Yup, they lose more money because they haul less passengers plus Amtrak wants to stick with a pricing model that attracts the most people to the train vs a pricing model that attempts to recover the actual costs.     So even if Amtrak sold out the Sleeping car for 4-5 consecutive nights in a row on some runs, it would still lose money.    

Some acedemic exercises for you to prove to yourself that Amtrak is undercharging for Sleeping Car Passengers.

1. See if you can find some old tarriffs from Class I Sleeping Car service for approx equal sized accomodations and bring the rates up to today using an inflation calculator.

2. If you find #1 too challenging, hell just compare the VIA Rail Canada Sleeping Car rates to Amtrak and make the appropriate dollar adjustments and see if VIA Rail is not charging more, for older equipment. 

3. Sleeping Car passengers provide the bulk of the Dining Car's patronage yet most do not tip for the service nor do they pay much in the Dining Car because meals are free and included in the fare (which means Sleeping Car charges are even less than what you state above, if you subtract the meals included).

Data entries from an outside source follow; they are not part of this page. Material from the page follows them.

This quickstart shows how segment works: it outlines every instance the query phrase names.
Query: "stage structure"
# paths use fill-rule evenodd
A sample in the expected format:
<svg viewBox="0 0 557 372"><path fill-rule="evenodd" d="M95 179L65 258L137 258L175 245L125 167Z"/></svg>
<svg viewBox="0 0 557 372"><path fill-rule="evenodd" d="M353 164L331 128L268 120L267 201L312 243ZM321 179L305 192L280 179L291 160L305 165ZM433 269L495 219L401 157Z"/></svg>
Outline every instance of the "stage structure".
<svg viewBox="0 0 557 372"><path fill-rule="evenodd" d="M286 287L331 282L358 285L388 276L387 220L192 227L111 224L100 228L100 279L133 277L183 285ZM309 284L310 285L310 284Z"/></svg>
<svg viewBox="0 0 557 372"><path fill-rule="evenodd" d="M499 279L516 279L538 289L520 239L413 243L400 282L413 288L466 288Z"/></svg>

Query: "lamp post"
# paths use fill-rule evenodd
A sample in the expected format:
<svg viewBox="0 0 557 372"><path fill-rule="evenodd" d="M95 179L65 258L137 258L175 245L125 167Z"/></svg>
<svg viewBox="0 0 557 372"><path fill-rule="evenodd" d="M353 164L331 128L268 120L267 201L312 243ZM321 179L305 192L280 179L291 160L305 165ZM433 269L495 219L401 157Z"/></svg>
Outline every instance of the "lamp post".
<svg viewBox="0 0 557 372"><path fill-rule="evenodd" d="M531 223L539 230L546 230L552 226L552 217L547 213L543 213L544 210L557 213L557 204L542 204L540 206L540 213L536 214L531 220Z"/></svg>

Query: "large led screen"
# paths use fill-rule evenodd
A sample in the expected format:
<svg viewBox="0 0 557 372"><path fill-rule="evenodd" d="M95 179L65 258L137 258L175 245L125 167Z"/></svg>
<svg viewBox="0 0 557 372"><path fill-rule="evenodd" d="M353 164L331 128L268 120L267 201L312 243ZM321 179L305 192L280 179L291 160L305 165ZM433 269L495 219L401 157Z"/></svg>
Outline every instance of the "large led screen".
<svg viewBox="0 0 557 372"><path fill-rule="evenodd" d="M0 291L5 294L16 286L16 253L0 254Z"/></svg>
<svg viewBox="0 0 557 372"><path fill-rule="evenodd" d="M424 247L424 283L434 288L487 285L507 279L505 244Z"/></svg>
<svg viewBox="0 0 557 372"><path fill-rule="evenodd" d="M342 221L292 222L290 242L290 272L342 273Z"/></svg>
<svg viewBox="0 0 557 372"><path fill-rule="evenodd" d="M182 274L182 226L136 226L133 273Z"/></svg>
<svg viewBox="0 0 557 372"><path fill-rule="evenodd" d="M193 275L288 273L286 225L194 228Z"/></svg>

4. See any difference in price in the Viewliner Sleepers vs the Superliner Sleepers?    Viewliner can carry less than a Superliner, is a lot newer, but should have approx the same single car running costs as a Superliner or close to it.    But less passengers so what does Amtrak do?     Well, um it is part of the Sleeping Car fleet......and the rooms are similar.......lets charge the same or similar rate as we do on a Western Train.     Thats how Amtrak runs a business.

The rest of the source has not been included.